A la découverte d'un Jules Romains obscur, et méconnu : un Jules Romains créateur de personnages de mauvaise volonté.

Jules Romains (1885-1972) est connu comme un écrivain « de bonne volonté », raisonnable et rationaliste. Il existe, toutefois, un Jules Romains obscur, et méconnu : un Jules Romains créateur de personnages de mauvaise volonté – de criminels, même ; un Jules Romains qui n’hésite pas à parsemer son œuvre de longs chapitres érotiques ; un Jules Romains, enfin, surtout, fasciné par tout ce qui relève du parapsychique et de l’extraordinaire.

Mais d’où vient cet attrait pour l’anormal et le paranormal ? C’est en replaçant la production de Romains dans le contexte d’une époque confrontée à la mort de Dieu et meurtrie par deux Guerres mondiales que l’on peut expliquer le glissement qui s’opère, de La Vie unanime (1908) aux œuvres de l’après-guerre, d’un unanimisme optimiste et humaniste à un fantastique qui, s’il se révèle scientifiquement et politiquement militant, n’en est pas moins désespéré.
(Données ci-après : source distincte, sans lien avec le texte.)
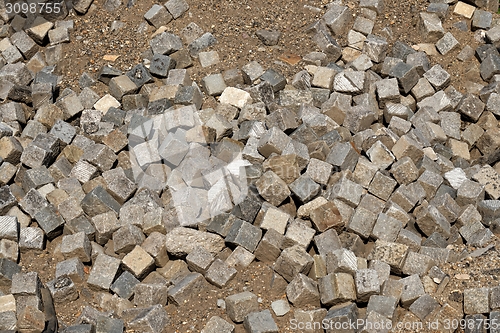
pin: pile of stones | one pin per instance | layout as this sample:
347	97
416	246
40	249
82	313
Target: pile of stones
352	180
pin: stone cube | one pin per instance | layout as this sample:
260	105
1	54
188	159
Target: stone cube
77	245
124	285
292	261
376	48
337	18
187	288
218	325
238	306
438	77
244	234
73	268
103	272
476	300
367	284
303	291
138	262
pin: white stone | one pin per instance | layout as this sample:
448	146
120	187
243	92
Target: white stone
7	303
235	97
105	103
455	177
280	307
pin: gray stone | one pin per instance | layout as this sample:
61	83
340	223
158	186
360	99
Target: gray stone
406	74
481	19
151	320
218	325
187	288
447	43
412	290
303	291
177	7
213	84
244	234
103	272
238	306
73	268
344	313
476	300
165	43
31	238
430	27
201	43
77	245
124	285
376	48
99	201
260	322
268	37
337	18
438	77
292	261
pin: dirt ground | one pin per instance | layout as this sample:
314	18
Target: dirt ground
234	23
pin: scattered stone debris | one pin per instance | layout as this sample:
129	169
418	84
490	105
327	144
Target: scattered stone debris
353	180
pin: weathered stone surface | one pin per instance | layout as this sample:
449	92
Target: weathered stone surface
182	241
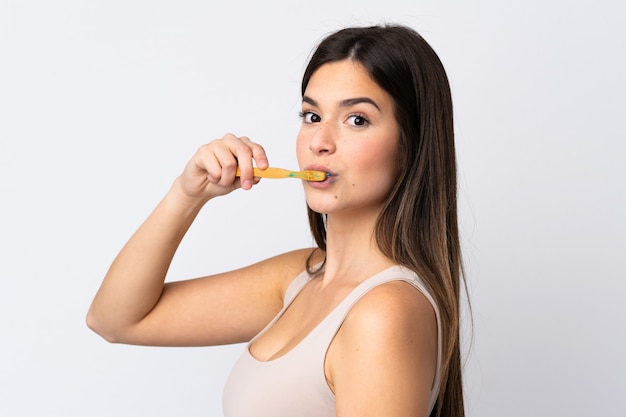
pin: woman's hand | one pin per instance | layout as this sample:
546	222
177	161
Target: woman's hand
211	171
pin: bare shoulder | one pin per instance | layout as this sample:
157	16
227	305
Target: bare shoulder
394	309
383	358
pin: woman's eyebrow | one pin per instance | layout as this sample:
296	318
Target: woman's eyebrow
344	103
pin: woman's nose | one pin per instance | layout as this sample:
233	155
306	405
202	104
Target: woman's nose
323	139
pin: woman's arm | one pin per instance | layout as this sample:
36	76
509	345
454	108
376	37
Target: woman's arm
382	361
134	306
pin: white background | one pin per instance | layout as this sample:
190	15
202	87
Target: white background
103	102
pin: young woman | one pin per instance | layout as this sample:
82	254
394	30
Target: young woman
367	323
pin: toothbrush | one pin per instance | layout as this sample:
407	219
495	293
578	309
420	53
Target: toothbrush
308	175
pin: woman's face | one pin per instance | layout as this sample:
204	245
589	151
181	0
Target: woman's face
348	130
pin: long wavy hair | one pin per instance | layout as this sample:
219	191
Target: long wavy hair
417	226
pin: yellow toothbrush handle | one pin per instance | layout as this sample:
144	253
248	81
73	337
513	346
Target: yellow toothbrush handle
285	173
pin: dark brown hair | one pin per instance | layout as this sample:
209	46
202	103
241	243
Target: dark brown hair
417	226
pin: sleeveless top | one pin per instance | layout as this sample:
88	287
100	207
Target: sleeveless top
294	384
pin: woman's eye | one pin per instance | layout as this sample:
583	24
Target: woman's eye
309	117
357	120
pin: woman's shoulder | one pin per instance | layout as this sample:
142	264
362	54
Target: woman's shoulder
395	305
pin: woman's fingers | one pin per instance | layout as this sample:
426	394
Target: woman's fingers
212	170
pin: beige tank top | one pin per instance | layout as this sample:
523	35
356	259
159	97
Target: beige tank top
294	384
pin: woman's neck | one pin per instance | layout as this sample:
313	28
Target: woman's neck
352	254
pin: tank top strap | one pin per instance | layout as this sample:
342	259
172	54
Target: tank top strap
323	335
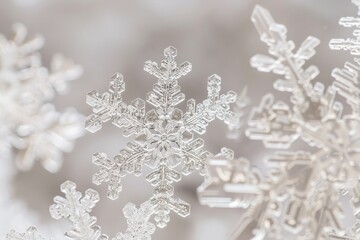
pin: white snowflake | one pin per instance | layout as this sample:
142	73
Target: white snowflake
289	203
29	125
77	208
31	234
164	135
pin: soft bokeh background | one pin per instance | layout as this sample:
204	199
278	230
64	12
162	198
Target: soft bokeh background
108	36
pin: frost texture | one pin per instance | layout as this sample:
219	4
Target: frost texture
240	109
31	234
290	202
29	125
164	135
77	208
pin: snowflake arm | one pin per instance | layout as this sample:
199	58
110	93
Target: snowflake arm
284	61
229	182
30	125
77	210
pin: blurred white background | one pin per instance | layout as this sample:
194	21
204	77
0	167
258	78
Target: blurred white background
108	36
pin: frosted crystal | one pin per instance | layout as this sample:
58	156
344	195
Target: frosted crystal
300	196
164	135
30	127
77	208
31	234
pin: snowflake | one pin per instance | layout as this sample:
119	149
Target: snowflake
31	234
77	208
164	136
289	202
30	126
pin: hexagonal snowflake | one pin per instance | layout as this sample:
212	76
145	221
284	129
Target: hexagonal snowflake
164	135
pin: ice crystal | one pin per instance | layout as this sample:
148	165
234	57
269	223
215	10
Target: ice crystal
31	234
240	108
77	208
164	135
289	202
29	125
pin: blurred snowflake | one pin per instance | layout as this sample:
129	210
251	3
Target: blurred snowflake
164	135
290	202
29	125
77	208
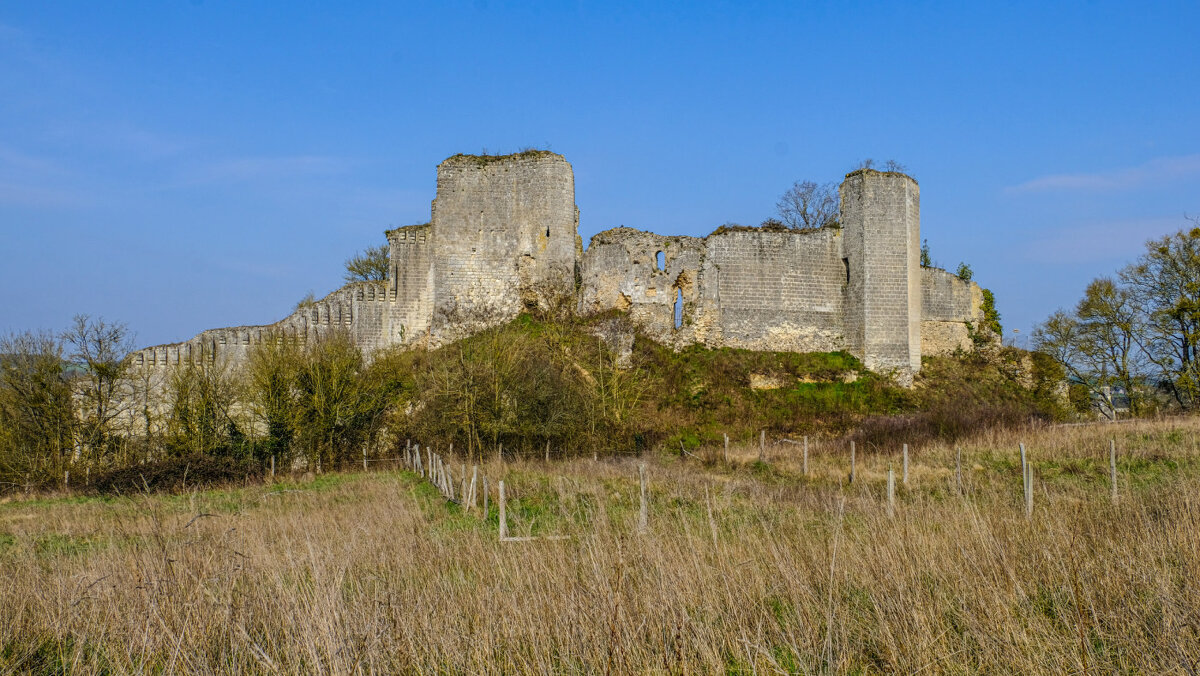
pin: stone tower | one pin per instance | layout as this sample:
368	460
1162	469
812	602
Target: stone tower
881	221
504	234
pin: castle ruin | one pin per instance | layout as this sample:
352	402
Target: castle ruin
503	237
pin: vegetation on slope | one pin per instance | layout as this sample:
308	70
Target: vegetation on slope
744	568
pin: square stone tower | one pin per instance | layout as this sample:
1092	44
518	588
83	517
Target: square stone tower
881	225
505	239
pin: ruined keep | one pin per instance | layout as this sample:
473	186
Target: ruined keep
503	237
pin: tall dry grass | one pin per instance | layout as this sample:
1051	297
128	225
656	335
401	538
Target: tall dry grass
791	574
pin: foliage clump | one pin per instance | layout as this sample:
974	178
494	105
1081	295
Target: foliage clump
369	265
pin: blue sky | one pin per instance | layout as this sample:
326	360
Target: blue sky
181	166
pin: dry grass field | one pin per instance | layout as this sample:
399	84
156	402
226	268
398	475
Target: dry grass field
745	568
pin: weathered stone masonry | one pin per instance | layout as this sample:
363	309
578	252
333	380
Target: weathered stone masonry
504	237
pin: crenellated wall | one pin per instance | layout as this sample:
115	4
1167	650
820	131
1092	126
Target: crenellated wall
504	238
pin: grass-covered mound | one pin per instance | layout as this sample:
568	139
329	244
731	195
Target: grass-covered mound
535	382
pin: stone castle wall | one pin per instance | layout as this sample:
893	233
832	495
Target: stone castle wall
951	309
881	217
504	238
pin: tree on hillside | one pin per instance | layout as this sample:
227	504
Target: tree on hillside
809	205
1140	330
36	408
100	350
1165	286
369	265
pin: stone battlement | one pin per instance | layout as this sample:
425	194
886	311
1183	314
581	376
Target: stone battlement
503	238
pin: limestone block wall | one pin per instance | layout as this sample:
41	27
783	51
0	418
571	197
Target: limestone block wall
622	270
409	285
881	220
504	237
779	291
948	304
359	309
750	288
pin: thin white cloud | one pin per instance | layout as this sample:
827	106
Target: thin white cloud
1158	169
269	168
1099	243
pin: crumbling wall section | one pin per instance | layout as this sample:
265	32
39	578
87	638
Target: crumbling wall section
409	285
951	309
778	291
648	275
504	238
881	216
359	309
750	288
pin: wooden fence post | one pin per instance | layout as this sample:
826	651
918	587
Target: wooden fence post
1023	460
851	462
1029	490
642	515
1113	468
474	480
958	468
712	524
504	516
892	492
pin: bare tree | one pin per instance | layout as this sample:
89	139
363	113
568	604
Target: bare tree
1165	285
36	410
100	350
1099	342
809	205
369	265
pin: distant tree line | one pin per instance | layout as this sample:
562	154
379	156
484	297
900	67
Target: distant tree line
1137	331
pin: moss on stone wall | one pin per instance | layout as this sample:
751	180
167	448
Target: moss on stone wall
486	160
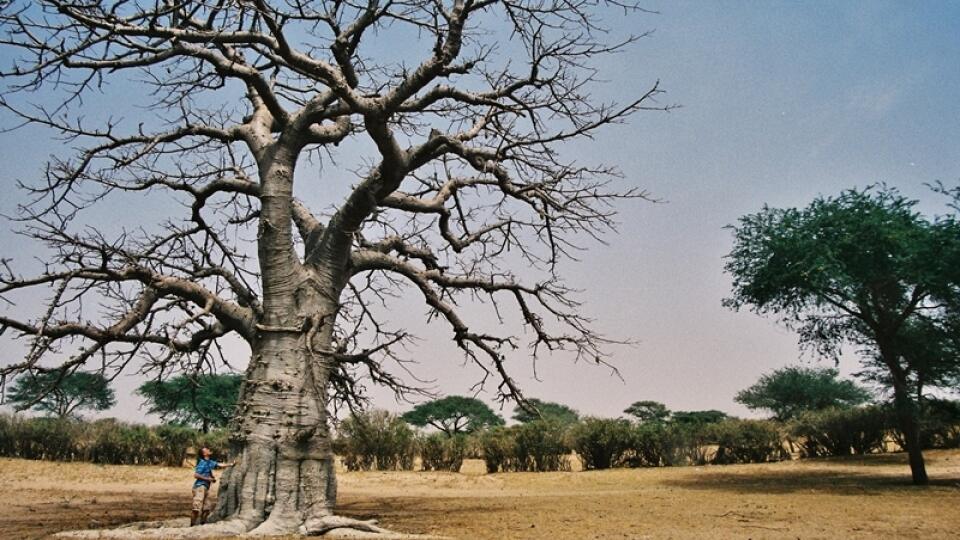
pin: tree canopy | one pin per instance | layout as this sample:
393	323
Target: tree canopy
453	415
711	416
537	409
203	400
789	391
863	268
648	411
62	394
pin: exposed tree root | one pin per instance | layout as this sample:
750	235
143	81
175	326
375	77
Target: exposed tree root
179	529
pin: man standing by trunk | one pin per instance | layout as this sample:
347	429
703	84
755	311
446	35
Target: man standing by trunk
203	475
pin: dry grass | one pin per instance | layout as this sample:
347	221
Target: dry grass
848	498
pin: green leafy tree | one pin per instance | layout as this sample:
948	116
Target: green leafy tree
537	409
687	418
453	415
862	268
62	395
648	411
792	390
204	401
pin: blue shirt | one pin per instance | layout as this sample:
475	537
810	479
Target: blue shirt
205	467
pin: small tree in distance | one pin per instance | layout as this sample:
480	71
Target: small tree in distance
203	401
453	415
545	410
648	411
792	390
62	395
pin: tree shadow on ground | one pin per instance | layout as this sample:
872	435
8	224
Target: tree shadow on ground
808	479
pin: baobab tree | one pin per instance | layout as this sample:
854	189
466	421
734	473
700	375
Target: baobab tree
459	110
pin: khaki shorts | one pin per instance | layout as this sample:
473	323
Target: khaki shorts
202	501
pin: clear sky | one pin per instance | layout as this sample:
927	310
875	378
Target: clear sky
781	101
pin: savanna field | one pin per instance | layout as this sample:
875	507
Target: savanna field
857	497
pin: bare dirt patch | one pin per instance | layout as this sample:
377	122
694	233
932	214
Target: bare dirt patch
852	498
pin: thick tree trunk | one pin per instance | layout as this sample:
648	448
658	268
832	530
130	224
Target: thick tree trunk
906	415
284	479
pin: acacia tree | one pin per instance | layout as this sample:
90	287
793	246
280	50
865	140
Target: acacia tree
62	395
203	400
453	415
862	268
461	141
789	391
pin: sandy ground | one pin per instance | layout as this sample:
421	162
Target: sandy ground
847	498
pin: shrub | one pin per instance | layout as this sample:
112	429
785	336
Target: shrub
747	441
602	443
840	432
376	440
661	445
497	447
47	438
940	425
540	446
438	452
174	441
536	446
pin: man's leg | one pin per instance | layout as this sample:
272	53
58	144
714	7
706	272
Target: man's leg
208	502
199	495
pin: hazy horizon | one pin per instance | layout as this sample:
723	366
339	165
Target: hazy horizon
780	102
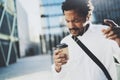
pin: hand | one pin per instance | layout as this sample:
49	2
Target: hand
60	58
113	32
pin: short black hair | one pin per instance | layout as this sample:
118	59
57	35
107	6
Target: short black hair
82	7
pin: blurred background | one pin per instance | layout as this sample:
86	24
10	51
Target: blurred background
29	29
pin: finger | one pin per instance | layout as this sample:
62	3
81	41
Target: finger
106	31
110	23
110	34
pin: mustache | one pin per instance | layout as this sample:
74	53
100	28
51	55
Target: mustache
73	28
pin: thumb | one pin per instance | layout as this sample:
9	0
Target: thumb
110	23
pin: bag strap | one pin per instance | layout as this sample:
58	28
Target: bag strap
93	57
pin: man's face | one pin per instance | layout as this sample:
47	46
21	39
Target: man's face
74	22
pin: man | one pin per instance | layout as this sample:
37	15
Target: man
78	65
112	32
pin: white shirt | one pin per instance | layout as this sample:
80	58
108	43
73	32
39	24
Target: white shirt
80	66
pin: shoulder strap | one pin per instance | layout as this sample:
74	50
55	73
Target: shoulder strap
93	57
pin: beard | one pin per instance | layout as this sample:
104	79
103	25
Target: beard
76	31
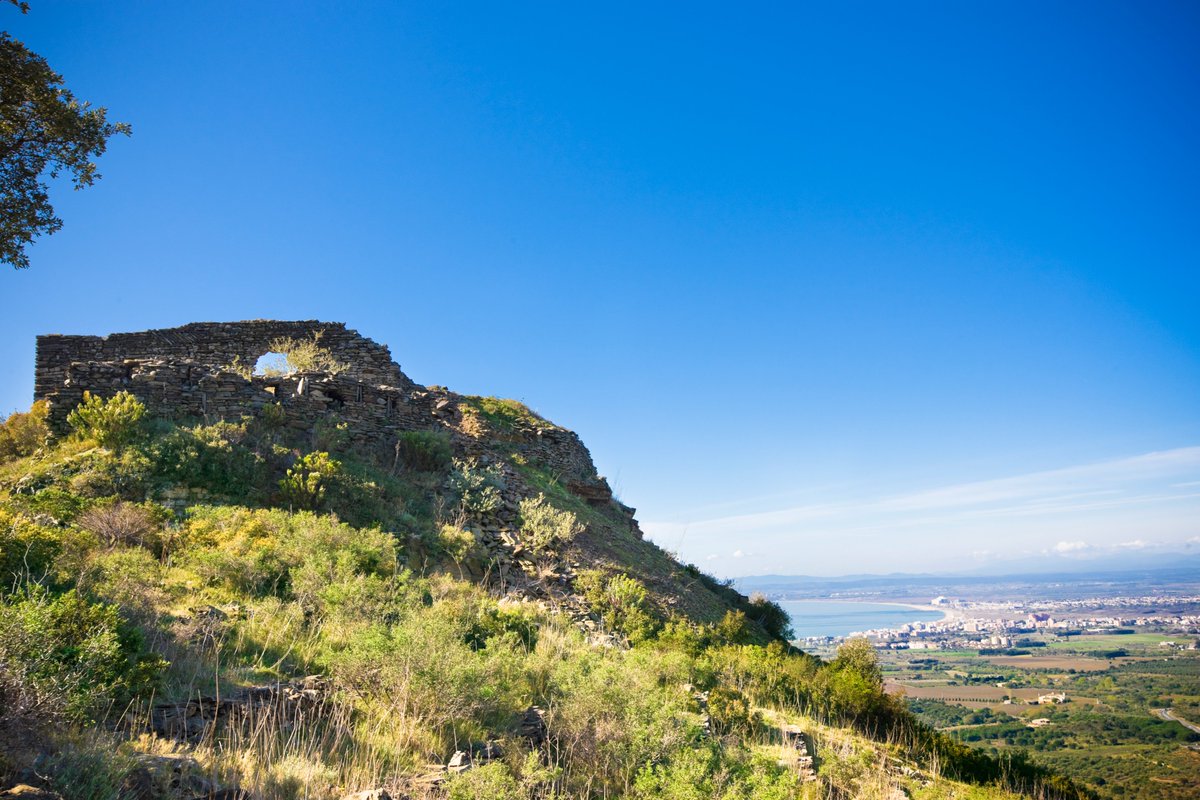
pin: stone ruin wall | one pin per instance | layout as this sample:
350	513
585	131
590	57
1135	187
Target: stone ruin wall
185	373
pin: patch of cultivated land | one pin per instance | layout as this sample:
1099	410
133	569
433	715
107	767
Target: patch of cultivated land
972	696
1110	641
1063	663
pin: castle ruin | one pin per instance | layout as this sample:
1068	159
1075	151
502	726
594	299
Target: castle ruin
202	372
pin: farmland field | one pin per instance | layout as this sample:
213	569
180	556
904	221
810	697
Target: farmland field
1062	663
1107	734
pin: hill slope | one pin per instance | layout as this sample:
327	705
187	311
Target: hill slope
259	607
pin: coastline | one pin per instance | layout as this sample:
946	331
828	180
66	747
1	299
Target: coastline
894	624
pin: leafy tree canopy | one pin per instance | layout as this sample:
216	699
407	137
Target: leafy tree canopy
43	132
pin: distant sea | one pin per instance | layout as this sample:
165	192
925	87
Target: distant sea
833	618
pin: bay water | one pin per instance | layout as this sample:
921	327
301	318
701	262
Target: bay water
839	618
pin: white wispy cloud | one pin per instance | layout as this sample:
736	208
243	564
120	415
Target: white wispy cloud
1127	504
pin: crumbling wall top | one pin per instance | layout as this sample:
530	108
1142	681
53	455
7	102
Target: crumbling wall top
215	344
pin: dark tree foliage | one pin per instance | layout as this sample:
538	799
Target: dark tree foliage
45	132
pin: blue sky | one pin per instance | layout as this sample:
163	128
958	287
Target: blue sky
826	288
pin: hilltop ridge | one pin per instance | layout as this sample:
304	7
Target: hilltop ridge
310	577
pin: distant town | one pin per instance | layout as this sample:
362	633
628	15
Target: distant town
1005	626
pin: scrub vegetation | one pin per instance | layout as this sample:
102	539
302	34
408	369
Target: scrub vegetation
187	609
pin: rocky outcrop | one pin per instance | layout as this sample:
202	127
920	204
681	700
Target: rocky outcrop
202	371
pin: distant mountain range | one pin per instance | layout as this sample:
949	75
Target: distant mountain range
1051	577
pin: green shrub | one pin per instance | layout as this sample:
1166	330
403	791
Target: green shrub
460	545
214	458
113	422
425	451
730	711
771	617
489	782
22	434
309	479
72	657
544	528
27	549
621	601
733	629
292	555
477	487
303	355
125	523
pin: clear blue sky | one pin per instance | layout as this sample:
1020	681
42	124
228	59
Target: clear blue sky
826	288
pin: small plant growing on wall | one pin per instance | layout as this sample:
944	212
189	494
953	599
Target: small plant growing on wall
544	528
111	422
305	485
478	487
288	355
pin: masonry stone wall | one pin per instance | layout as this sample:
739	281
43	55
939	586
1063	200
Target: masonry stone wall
185	373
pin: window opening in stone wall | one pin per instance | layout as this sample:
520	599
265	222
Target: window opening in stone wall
271	365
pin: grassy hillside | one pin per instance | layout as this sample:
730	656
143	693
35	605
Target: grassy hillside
249	609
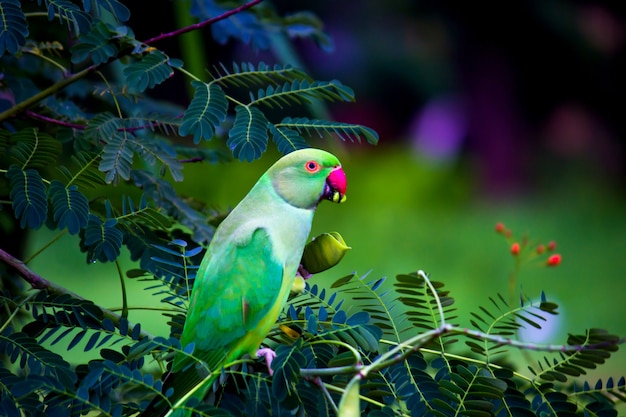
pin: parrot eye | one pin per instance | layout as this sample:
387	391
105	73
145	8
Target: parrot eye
312	166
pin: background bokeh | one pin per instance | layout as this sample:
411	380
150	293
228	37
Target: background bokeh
510	112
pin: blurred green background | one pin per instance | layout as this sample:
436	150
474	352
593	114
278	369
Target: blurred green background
510	115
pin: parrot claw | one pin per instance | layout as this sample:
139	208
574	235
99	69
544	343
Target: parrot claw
269	356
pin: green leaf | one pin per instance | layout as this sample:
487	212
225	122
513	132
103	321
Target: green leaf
97	44
34	149
247	75
40	361
28	195
13	27
101	240
286	139
205	113
117	158
152	69
248	137
70	207
345	131
69	13
349	406
302	91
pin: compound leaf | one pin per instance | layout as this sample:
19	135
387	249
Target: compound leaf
28	194
248	137
70	207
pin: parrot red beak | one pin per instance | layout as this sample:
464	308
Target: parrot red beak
335	189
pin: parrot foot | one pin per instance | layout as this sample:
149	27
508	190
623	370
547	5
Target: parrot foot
269	356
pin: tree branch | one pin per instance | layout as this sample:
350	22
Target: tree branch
204	23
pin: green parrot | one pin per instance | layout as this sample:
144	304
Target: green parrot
248	270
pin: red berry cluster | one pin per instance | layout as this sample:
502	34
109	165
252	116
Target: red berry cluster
525	247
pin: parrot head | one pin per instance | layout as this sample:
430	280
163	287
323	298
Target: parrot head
305	177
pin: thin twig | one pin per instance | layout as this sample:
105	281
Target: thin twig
204	23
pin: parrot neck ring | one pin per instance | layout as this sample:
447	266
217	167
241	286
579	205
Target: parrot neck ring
335	188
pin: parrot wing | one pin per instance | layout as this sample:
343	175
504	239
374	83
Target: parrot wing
228	313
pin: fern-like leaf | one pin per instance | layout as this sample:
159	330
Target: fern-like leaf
117	158
287	140
86	175
101	240
302	91
592	349
345	131
165	197
34	357
248	137
506	321
69	13
154	151
97	44
34	149
28	195
205	113
13	27
70	207
152	69
246	75
602	393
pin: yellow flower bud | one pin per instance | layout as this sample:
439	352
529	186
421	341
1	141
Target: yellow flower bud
324	252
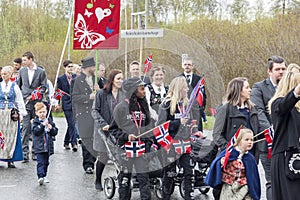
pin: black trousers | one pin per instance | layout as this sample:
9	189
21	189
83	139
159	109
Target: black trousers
124	179
186	162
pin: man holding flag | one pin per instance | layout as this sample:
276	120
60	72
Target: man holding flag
192	80
64	84
30	77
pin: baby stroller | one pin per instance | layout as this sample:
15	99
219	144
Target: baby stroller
203	153
118	156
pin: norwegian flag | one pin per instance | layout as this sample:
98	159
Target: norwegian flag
200	97
230	146
269	135
36	94
58	94
213	111
182	146
2	140
134	149
162	136
148	63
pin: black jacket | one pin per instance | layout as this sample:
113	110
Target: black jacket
42	140
286	124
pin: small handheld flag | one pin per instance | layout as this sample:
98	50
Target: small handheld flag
2	140
230	146
200	97
269	135
36	94
161	133
58	94
134	149
148	63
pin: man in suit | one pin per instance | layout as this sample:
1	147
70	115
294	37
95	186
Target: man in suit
63	83
192	80
30	77
82	99
135	71
101	74
261	93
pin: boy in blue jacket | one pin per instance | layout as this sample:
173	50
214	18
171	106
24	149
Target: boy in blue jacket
42	129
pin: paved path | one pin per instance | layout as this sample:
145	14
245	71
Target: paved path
68	181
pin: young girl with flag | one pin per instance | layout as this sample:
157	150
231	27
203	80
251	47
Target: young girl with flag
172	108
235	169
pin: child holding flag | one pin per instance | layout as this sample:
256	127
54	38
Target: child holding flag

Car c’est sur les ruines de l’unanimisme – cette vision du monde fondée sur une foi profonde en l’union des âmes par-delà les frontières psychiques individuelles – que s’élève l’œuvre précaire du fantastique romainsien. Jules Romains sait qu’il n’est pas parvenu à fonder l’humanisme moderne auquel il rêvait. Toutefois, le fantastique lui est un moyen de ne pas renoncer tout à fait à l’unanimisme. En effet, il persiste à combattre, sinon pour l’homme, du moins pour les humanistes et les hommes de bonne volonté : auxiliaire d’une fidélité sans espoir ni illusions, son fantastique, sans être en aucune façon ennemi de l’avenir, est d’arrière-garde. Ce qui invite à repenser le fantastique dans son ensemble, qui trop souvent a été considéré comme incompatible avec quelque forme d’engagement que ce soit : le fantastique tel que le pratique Romains est de fait un fantastique en situation, un fantastique engagé – même s’il est une voie vers le désengagement, une ligne de fuite, une invitation à se mettre à l’abri de l’absurdité du monde dit « réel » en se retirant dans une sorte de monde « parallèle », chimérique ou fictionnel peut-être, mais aussi idéal à sa façon.

 

Docteur en littératures française, générale et comparée, titulaire du Diplôme Supérieur de Concertiste (piano) de l’École Normale de Musique de Paris, lauréat du Prix de thèse 2017 des universités d’Alsace et récipiendaire du Prix 2017 de la Fondation Catherine Gide et de la Fondation des Treilles, Augustin Voegele est actuellement Attaché Temporaire d’Enseignement et de Recherche à l’Université de Lorraine après avoir occupé les mêmes fonctions à l’Université d’Aix-Marseille. Il est notamment l’auteur d’un essai intitulé Morales de la fiction (2016) et d’une cinquantaine d’articles, parus ou à paraître.